Photo: Trails For Change
I am not trying to give them something, I want to find a way that they can help themselves in the long term, we will bring tourists and they will figure out what to do.
I think the change is already happening on the Janapar trail. It is a 311 mile (500km) trail that stretches from Yerevan to the town of Hadrut, in southern Artsakh (Nagorno-Karabakh). When tourists come to hike, they stay there, locals charge them for beds, food… People can have a job for a couple of hours. This is a slow process.
I organized two bike tours and brought friends to Armenia, this year in August I will organize another bike tour. 10 people have already signed up for this one, mostly Armenians join us, sometimes we have foreigners as well.
100% Armenian in spirit
When I visit Armenia, I certainly feel like this is where I belong, especially when I go to the mountains, actually I am looking for an apartment to buy here. I am mostly Armenian, I am 50% Armenian by blood, but 100% in spirit, though I only speak 5% Armenian.
My family survived the Genocide, my grandparents were from Diyarbakır.
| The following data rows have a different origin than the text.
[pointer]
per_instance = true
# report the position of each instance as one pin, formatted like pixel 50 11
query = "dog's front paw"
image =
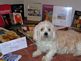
pixel 45 58
pixel 36 53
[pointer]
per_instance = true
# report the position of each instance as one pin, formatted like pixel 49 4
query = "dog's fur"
pixel 57 41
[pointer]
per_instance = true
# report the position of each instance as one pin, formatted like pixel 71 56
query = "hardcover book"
pixel 34 12
pixel 47 12
pixel 77 20
pixel 17 18
pixel 62 16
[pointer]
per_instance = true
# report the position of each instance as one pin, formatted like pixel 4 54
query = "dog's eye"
pixel 42 29
pixel 49 29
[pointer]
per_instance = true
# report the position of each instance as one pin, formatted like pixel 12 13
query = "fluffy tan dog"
pixel 52 41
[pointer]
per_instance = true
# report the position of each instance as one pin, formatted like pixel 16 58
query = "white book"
pixel 62 16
My grandfather was in a silk business, his Turkish partner helped them hide from Turks, they were actually hidden in the basement of the house for almost a year.
Photo: Mediamax
When I get mad at Turks for the Genocide, I remember this Turk, and realize I wouldn’t be here if he hadn’t saved my grandparents. They were able to escape in 1923. First they went to France, then to Cuba, where there was an Armenian community, and my grandparents stayed there for a long time. My grandfather introduced silk in Cuba, he made a Cuban flag out of silk which became big news at that time, the president even went to their house.
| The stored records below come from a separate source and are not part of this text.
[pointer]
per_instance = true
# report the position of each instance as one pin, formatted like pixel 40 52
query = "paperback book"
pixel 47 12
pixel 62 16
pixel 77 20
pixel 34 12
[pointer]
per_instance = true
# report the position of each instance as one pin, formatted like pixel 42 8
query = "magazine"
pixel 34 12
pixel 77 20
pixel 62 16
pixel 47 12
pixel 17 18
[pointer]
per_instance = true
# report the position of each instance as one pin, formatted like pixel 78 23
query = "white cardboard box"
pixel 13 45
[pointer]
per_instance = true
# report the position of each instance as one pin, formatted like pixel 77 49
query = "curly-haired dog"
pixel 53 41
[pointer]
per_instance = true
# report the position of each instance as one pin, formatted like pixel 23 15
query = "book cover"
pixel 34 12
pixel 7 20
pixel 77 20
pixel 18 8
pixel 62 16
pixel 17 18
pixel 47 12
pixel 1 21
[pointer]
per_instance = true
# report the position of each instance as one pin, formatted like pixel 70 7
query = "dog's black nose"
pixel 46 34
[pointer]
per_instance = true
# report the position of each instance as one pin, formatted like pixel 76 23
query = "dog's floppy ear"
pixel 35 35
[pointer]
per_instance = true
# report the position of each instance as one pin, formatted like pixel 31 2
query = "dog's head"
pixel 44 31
Most of my family moved to the USA in 1946. My mother met my father in Hollywood, my father was Irish, he was adopted by Germans. Because my father was an orphan, I didn’t have any family on my father’s side, he died when I was 10. I had a big Armenian family, my mother had 7 siblings. We had also Cuban culture in our family, we had as much Cuban food and music as Armenian. We just lost the language, unfortunately, my mother didn’t teach us Armenian. At that time in the USA people didn’t like you to speak other languages, like a lot of families my mother thought we should Americanize. I wish she would have taught me both Armenian and Spanish, my grandfather spoke 7 languages.
Photo: Mediamax
I feel like Turks won if I don’t speak Armenian. Currently, I am trying to learn the language, but it is very difficult.
People build trails
In the USA, trail building is a very rare profession too, when I say I am a professional trail builder, a lot of people don’t understand what it is, they think trails just appeared, but somebody actually built them.
Photo: Trails For Change
I had another job for a long time, I worked for the fire protection for 29 years, until 10 years ago, when I got tired of it. I would do a lot of trail work as a volunteer, and when the owner of the Bellfree Contractors was selling his 40 years old company, I bought it and then got it into trail building. Most of our work is trail building, trail repairing and everything related to trails. There is no school you can go and study it, there are some training sessions, books, conferences, associations. You learn by experience. In California there are only 5 professional trail building companies.
When my friends in Los Angeles find out I am building trails in Armenia, they ask me: “Why trails? Armenia needs schools, roads, they are in poor conditions.” Well, I am not a school builder, a road builder, I am a trail builder.
Photo: Trails For Change
You have got to start with somewhere, if you start with trails, that will bring tourists, locals will make money, which hopefully can go to building schools and fixing roads. Once people see that tourists visit their places, they will think of fixing the roads.